Remember most of the traffic on the internet is illegal file-sharing of movies, TV and music. Converting that to legal, monetised traffic is the biggest regulatory/commercial challenges in content provision.

And that’s all to say nothing of the unknown unknowns, the apps and services that don’t even exist now but which in the space of a couple of years — e.g. Twitter — verge on mainstream.

We have no control over this, and, despite bizarre talk about extending local content rules to online, no obvious means to exercise control if we decided to. It’s where further big shocks to media business models will originate. If you thought the Past decade was tough for media strategists, hang on tight over the next two decades.

The central question for Stephen Conroy’s review should be, can we control this, do we need to control it, and if so in whose interests? If we try to impose standards, such as content (Australian, Childrens’) and news, how do we enforce it (via “soft” regulatory process, or via “hard” control of the infrastructure itself, which would defeat one of the purposes of the NBN)? Should all services by subject to these rules? And who should do the enforcing?
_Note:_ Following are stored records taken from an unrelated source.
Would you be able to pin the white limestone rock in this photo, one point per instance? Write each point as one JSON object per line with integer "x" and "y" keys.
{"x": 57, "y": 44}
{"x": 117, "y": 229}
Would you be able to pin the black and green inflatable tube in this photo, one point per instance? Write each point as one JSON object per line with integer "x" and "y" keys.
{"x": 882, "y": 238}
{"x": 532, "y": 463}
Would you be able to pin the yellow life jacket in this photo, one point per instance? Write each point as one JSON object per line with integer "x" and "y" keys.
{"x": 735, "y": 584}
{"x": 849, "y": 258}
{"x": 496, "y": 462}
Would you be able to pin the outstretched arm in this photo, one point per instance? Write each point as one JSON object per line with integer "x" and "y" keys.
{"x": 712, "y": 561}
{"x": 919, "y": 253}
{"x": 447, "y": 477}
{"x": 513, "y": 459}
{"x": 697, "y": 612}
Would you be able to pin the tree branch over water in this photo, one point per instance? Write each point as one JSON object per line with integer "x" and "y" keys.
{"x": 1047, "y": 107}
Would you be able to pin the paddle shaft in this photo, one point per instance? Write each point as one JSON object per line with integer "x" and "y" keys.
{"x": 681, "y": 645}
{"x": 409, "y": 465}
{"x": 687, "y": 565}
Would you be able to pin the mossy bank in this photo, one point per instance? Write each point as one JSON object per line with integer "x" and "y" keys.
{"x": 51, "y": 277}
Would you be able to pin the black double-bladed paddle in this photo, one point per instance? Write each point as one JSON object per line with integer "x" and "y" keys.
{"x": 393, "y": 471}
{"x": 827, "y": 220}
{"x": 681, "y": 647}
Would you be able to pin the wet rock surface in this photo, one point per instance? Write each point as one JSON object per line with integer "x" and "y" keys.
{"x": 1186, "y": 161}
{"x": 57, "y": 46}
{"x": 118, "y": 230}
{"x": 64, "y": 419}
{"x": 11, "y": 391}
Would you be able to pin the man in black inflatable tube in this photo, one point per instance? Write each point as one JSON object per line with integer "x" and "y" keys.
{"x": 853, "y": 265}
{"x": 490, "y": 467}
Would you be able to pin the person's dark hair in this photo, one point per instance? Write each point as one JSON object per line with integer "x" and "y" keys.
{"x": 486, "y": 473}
Generations of politicians have proclaimed their interest in a “technology neutral” media regulatory framework. But their very inability to see the future — and their desire to shelter their mogul mates from its impacts when it arrives — has always prevented that. It’s time for a different approach. By all means let’s have an inquiry, informing ourselves about possible future directions in the media is always valuable, but let’s not anchor it in 2012-2013 and try to control what emerges in 2015 or 2020.